U.S. stocks rose on Wednesday, rebounding from a sharp two-day slide after an early reading on earnings beat expectations.
Alcoa Inc (AA.N) was one of the S&P 500’s biggest advancers, up 5.7 percent to $15.70 a day after the U.S. aluminum producer reported adjusted second-quarter earnings and revenue that topped Wall Street’s forecasts.
While the former Dow component is no longer considered a market-moving industry bellwether, Alcoa is sometimes viewed as setting the tone for the season because it is one of the first high-profile names to report earnings.

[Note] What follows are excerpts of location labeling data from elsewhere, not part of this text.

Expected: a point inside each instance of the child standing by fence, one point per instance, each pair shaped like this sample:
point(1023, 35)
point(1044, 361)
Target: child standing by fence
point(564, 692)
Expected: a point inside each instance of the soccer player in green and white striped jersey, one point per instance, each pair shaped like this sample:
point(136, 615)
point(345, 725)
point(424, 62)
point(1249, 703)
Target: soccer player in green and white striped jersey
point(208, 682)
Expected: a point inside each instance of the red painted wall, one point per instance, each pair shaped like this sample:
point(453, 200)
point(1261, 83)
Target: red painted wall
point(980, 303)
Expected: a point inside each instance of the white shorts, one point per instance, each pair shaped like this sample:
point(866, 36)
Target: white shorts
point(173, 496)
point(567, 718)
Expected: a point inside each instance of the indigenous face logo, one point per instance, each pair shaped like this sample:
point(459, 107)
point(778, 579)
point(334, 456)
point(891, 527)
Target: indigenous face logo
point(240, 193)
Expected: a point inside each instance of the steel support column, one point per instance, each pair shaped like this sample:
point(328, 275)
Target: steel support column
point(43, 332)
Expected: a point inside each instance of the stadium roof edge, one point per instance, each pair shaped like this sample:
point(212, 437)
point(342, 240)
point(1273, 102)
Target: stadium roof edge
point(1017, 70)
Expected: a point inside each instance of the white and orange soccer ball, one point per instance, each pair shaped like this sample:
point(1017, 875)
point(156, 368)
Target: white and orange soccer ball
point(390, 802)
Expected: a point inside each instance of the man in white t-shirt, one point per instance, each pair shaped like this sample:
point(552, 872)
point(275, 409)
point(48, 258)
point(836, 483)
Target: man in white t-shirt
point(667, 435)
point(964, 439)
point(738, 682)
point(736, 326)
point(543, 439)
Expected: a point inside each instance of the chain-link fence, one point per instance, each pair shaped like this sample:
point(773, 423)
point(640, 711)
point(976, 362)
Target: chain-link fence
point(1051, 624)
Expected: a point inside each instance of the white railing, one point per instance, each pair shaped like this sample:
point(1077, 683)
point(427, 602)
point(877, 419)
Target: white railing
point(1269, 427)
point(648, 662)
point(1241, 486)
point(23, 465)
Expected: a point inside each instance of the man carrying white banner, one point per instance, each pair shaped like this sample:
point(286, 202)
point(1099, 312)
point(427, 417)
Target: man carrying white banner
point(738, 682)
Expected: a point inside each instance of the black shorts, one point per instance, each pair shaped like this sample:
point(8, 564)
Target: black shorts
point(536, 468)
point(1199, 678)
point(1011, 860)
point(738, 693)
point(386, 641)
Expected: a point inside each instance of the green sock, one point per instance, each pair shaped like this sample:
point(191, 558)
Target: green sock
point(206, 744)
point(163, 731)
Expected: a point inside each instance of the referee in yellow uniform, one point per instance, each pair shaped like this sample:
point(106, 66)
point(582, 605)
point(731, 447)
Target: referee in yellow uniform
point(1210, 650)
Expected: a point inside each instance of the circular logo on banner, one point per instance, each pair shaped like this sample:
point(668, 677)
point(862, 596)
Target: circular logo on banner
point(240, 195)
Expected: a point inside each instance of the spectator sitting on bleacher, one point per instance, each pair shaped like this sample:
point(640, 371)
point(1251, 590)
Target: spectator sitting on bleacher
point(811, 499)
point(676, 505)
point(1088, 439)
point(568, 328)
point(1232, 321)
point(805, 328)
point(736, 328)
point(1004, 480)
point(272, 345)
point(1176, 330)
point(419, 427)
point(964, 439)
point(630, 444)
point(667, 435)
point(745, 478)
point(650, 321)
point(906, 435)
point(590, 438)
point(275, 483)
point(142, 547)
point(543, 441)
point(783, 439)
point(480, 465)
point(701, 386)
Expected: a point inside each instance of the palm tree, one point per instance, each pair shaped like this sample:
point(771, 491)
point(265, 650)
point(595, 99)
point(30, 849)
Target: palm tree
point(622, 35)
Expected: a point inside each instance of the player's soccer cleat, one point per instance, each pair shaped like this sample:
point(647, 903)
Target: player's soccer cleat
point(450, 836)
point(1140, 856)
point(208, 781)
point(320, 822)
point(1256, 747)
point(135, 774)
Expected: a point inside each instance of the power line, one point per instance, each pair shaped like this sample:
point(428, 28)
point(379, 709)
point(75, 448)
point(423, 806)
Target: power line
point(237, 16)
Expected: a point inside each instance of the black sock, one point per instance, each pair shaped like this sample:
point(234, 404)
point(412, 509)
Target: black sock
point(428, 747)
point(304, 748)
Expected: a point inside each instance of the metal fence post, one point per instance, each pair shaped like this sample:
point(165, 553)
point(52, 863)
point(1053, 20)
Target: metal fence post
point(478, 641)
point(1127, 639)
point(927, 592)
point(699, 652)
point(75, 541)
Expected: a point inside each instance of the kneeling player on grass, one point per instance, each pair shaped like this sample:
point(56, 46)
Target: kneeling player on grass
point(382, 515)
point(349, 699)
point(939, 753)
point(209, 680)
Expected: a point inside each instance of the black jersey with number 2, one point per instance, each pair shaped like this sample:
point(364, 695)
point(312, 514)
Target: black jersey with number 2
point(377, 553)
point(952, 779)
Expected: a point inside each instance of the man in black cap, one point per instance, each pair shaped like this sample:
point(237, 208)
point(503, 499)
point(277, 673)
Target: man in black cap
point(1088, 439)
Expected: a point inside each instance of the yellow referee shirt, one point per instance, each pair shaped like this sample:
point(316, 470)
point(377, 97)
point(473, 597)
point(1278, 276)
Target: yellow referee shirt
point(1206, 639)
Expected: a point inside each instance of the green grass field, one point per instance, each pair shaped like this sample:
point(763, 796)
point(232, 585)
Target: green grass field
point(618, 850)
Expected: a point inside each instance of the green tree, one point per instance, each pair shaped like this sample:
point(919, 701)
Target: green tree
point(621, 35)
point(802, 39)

Wells Fargo & Co (WFC.N), the largest U.S. mortgage lender, will report results on Friday. The earnings reports of dozens of closely watched companies, including Dow components, will be released next week.
The S&P 500 bounced back on Wednesday after its biggest two-day slump since mid-May, with small-cap and Internet names among the biggest decliners. With Wednesday’s advance, the benchmark S&P 500 is about 0.8 percent away from a record close hit last week.

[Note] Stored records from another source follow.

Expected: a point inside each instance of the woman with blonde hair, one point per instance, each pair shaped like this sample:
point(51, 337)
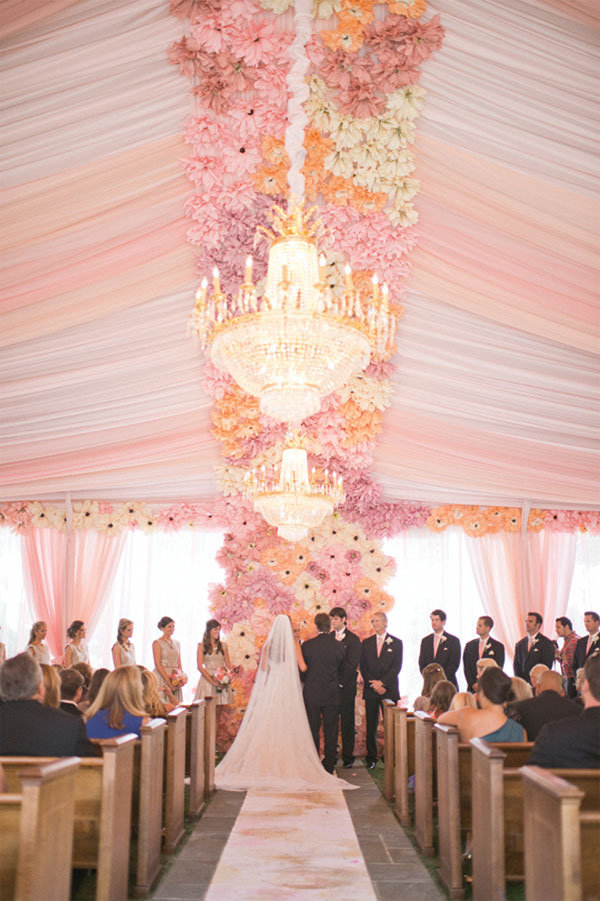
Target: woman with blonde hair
point(150, 696)
point(123, 651)
point(36, 647)
point(432, 674)
point(119, 707)
point(51, 686)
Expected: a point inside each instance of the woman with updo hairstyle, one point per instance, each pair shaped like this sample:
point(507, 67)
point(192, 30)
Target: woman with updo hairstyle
point(167, 663)
point(76, 651)
point(490, 722)
point(51, 686)
point(123, 651)
point(36, 647)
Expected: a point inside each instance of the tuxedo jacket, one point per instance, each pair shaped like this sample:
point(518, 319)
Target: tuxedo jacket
point(448, 655)
point(351, 643)
point(28, 728)
point(495, 651)
point(324, 659)
point(581, 655)
point(574, 742)
point(524, 660)
point(547, 707)
point(385, 668)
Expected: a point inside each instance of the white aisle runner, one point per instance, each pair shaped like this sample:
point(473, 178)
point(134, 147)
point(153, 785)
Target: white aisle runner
point(292, 846)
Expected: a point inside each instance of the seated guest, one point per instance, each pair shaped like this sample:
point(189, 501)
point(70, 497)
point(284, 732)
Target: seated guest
point(521, 689)
point(95, 685)
point(119, 708)
point(463, 699)
point(27, 727)
point(71, 689)
point(549, 704)
point(153, 704)
point(51, 686)
point(490, 722)
point(432, 674)
point(574, 742)
point(536, 674)
point(441, 698)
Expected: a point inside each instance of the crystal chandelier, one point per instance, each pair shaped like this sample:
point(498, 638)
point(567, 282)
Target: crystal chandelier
point(293, 502)
point(299, 340)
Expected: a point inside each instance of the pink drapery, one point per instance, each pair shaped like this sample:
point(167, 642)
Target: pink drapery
point(69, 577)
point(516, 573)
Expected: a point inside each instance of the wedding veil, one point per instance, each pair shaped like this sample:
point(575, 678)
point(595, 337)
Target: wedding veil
point(274, 749)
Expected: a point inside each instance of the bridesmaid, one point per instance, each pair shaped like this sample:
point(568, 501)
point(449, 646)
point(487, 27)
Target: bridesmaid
point(36, 647)
point(167, 660)
point(123, 651)
point(212, 655)
point(76, 651)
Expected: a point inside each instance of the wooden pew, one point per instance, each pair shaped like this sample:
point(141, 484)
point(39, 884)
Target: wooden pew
point(195, 763)
point(102, 820)
point(424, 783)
point(36, 833)
point(175, 779)
point(401, 808)
point(454, 769)
point(388, 749)
point(498, 841)
point(562, 842)
point(210, 745)
point(147, 804)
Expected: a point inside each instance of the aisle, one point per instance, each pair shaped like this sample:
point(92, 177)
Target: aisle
point(345, 846)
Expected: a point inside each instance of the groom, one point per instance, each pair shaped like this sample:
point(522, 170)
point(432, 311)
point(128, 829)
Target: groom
point(324, 660)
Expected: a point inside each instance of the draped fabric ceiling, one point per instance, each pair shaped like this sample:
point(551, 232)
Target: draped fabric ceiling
point(495, 395)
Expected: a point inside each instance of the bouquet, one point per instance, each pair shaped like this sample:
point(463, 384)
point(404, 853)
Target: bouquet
point(177, 679)
point(222, 678)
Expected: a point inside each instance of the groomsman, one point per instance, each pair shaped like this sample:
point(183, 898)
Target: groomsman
point(478, 648)
point(533, 649)
point(585, 647)
point(324, 660)
point(440, 647)
point(351, 643)
point(380, 663)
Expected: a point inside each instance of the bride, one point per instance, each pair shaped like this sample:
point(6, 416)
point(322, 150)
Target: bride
point(274, 749)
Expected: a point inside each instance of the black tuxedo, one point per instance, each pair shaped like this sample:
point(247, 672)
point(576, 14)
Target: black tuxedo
point(581, 655)
point(524, 660)
point(571, 743)
point(71, 709)
point(494, 650)
point(349, 677)
point(322, 691)
point(384, 668)
point(28, 728)
point(448, 655)
point(547, 707)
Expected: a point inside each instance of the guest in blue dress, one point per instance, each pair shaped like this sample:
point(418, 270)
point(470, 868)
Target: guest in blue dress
point(119, 707)
point(490, 722)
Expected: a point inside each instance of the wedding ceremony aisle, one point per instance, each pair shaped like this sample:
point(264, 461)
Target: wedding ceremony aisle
point(345, 846)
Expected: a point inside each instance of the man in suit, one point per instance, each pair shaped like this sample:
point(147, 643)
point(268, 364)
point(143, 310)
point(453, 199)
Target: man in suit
point(480, 648)
point(533, 649)
point(549, 705)
point(324, 660)
point(574, 742)
point(440, 647)
point(71, 689)
point(587, 646)
point(351, 642)
point(380, 663)
point(27, 727)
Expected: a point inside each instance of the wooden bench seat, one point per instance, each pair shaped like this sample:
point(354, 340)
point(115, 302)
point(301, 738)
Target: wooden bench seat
point(101, 825)
point(36, 831)
point(562, 840)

“The market was encouraged by Alcoa, especially since we were arguably oversold in the very short term,” said Steve Sosnick, equity-risk manager at Timber Hill/Interactive Brokers Group in Greenwich, Connecticut.

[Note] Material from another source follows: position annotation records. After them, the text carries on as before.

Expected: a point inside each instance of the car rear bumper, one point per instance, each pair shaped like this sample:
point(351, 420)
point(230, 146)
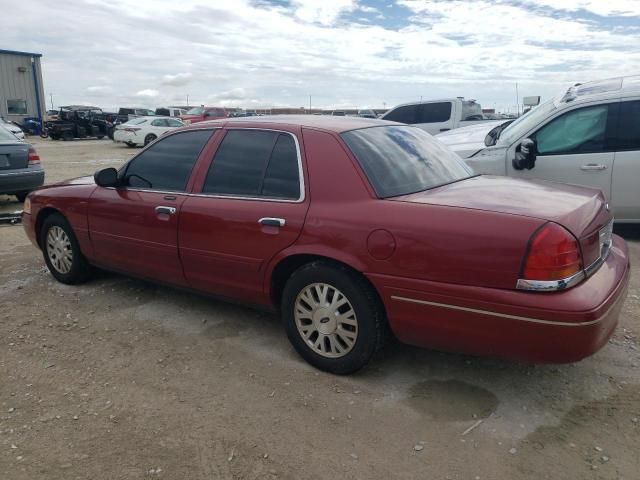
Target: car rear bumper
point(19, 180)
point(540, 327)
point(28, 223)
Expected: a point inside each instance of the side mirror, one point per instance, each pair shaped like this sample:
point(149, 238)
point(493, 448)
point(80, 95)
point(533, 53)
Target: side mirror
point(525, 155)
point(106, 177)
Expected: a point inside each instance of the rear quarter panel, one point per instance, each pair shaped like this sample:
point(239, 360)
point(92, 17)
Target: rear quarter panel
point(429, 242)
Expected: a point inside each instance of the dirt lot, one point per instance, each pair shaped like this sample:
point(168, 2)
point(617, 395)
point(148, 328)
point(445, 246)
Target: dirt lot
point(121, 379)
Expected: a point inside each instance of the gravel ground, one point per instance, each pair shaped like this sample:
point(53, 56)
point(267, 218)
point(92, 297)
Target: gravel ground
point(123, 379)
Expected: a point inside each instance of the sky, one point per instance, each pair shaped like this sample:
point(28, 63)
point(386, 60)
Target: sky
point(327, 53)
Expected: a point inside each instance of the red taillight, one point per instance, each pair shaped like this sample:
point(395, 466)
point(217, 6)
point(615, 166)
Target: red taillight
point(554, 254)
point(34, 158)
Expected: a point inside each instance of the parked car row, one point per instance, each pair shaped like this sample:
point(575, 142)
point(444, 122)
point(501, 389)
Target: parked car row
point(588, 135)
point(349, 228)
point(20, 169)
point(144, 130)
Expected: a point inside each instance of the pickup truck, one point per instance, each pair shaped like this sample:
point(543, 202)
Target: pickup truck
point(588, 135)
point(200, 114)
point(435, 116)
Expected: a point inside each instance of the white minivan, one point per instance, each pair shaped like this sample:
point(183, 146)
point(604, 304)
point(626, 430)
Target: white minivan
point(435, 116)
point(589, 136)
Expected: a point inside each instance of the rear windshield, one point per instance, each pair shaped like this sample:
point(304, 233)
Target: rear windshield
point(399, 160)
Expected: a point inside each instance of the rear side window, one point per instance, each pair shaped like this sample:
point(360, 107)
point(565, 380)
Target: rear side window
point(434, 112)
point(281, 177)
point(255, 163)
point(627, 135)
point(578, 131)
point(167, 164)
point(407, 114)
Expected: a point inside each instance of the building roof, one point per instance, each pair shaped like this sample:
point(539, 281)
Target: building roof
point(322, 122)
point(23, 54)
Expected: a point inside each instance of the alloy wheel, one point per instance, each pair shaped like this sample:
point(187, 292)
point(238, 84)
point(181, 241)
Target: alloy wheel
point(59, 249)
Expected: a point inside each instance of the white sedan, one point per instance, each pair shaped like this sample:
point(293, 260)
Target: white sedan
point(144, 130)
point(13, 128)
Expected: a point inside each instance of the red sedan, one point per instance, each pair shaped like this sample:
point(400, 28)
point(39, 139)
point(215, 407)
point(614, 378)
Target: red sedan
point(349, 228)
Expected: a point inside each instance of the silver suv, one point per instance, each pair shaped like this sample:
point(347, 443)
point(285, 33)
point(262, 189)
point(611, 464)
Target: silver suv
point(588, 135)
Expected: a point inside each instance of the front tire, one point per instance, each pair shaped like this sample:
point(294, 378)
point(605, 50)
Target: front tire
point(333, 317)
point(62, 252)
point(21, 196)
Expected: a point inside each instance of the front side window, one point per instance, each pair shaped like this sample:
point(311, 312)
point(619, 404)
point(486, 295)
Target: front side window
point(16, 107)
point(407, 114)
point(579, 131)
point(627, 136)
point(167, 164)
point(434, 112)
point(399, 160)
point(255, 163)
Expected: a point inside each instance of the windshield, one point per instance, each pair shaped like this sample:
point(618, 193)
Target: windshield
point(136, 121)
point(399, 160)
point(526, 122)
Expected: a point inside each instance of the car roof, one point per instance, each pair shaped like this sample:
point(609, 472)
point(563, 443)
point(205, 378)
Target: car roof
point(605, 88)
point(320, 122)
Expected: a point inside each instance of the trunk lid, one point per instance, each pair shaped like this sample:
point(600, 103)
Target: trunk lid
point(13, 155)
point(581, 210)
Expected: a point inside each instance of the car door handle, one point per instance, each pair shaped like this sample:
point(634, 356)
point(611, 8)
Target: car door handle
point(593, 166)
point(272, 222)
point(166, 210)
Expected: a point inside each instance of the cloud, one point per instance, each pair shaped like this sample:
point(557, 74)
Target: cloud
point(177, 80)
point(262, 54)
point(147, 92)
point(99, 89)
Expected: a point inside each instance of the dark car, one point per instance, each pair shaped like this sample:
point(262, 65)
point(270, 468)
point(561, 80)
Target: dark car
point(349, 228)
point(20, 169)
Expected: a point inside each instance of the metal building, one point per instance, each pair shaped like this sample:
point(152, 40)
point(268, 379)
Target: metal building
point(21, 90)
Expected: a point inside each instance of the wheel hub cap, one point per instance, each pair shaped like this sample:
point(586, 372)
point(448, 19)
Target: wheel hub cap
point(326, 320)
point(59, 249)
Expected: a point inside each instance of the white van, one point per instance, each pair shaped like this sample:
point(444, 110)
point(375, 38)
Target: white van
point(435, 116)
point(589, 136)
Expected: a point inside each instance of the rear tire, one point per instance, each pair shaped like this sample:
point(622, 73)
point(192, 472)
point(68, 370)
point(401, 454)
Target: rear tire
point(62, 252)
point(333, 317)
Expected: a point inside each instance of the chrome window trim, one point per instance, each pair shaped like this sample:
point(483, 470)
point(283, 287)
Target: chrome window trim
point(301, 182)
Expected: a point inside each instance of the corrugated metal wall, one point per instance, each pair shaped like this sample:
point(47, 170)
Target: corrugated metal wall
point(16, 85)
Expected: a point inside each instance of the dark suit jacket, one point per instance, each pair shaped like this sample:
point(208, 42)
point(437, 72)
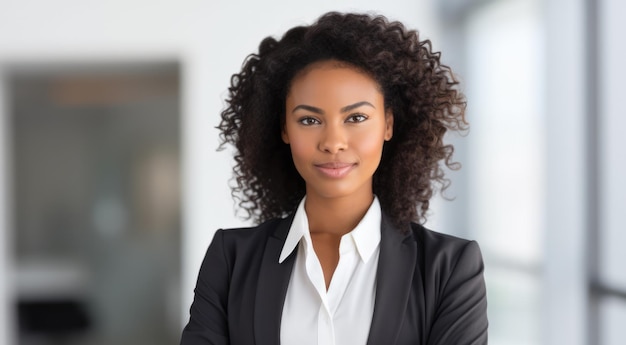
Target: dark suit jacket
point(430, 288)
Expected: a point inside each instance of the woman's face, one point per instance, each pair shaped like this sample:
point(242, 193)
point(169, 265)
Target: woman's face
point(336, 124)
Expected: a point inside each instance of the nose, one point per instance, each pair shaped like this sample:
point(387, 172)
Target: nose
point(333, 139)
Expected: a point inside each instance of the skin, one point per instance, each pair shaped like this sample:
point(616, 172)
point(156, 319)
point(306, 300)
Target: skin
point(336, 125)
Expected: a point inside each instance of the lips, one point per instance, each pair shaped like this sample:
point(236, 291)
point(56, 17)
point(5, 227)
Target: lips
point(335, 169)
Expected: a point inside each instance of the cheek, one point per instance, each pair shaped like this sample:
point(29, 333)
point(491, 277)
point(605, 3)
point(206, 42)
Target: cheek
point(370, 145)
point(300, 147)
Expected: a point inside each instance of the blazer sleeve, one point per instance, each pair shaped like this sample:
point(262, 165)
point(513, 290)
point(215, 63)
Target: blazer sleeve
point(461, 317)
point(208, 323)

The Dow Jones industrial average .DJI rose 45.53 points or 0.27 percent, to 16,952.15. The S&P 500 .SPX gained 5.61 points or 0.29 percent, to 1,969.32. The Nasdaq Composite .IXIC added 20.53 points or 0.47 percent, to 4,411.99.
The profits of S&P 500 companies are projected to grow 6.2 percent in the second quarter, according to Thomson Reuters data, down from the forecast of 8.4 percent at the start of April. Revenue is expected to rise 3 percent.
The expected growth is “not nothing, but it is nothing to get too excited about,” Jeff Kleintop, chief market strategist at LPL Financial in Boston, wrote in a note to clients.